AWS Machine Learning Blog

Building algorithmic trading strategies with Amazon SageMaker

Financial institutions invest heavily to automate their decision-making for trading and portfolio management. In the US, the majority of trading volume is generated through algorithmic trading. [1]

With cloud computing, vast amounts of historical data can be processed in real time and fed into sophisticated machine learning (ML) models. This allows market participants to discover and exploit new patterns for trading and asset managers to use ML models to construct better investment portfolios.

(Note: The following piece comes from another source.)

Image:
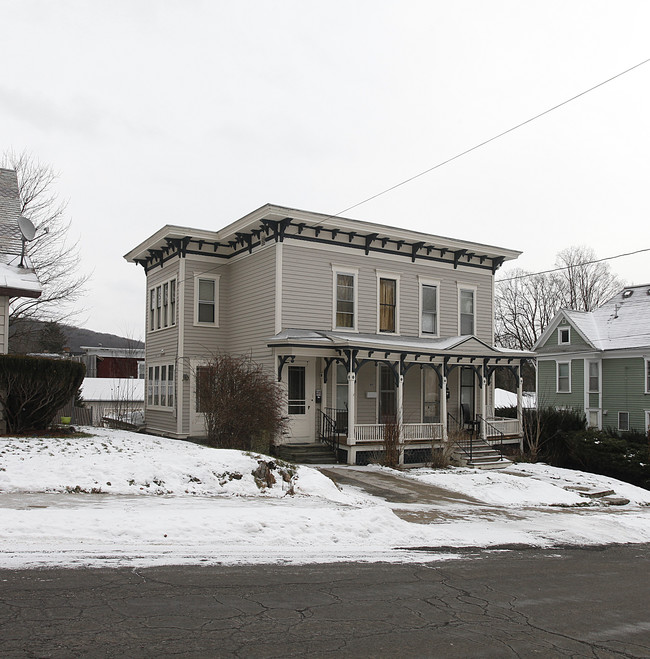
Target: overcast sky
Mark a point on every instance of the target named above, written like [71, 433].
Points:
[195, 113]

In this post, we explain how to use Amazon SageMaker to deploy algorithmic trading strategies using ML models for trade decisions. In the following sections, we go over the high-level concepts. The GitHub repo has the full source code in Python.

Solution overview

The key ingredients for our solution are the following components:

  • SageMaker on-demand notebooks to explore trading strategies and historical market data
  • Training and inference of ML models in a built-in container with Amazon SageMaker
  • Backtrader, an open-source Python framework, for backtesting trading strategies and for writing reusable strategies, indicators, and analyzers

Architecture for building and backtesting of trading strategies

We use Jupyter notebooks as our central interface for exploring and backtesting new trading strategies. Amazon SageMaker allows you to set up Jupyter notebooks and integrate them with AWS CodeCommit to store different versions of strategies and share them with other team members.

Because we want to focus on ML-based strategies, we need a scalable data store, so we use Amazon Simple Storage Service (Amazon S3) to store historical market data, model artifacts, and backtesting results.

For our trading strategies, we create Docker containers that contain the required libraries for backtesting and the strategy itself. These containers follow the SageMaker Docker container structure in order to run them inside of SageMaker along with the ML models. For more information about the structure of SageMaker containers, see Using the SageMaker Training and Inference Toolkits.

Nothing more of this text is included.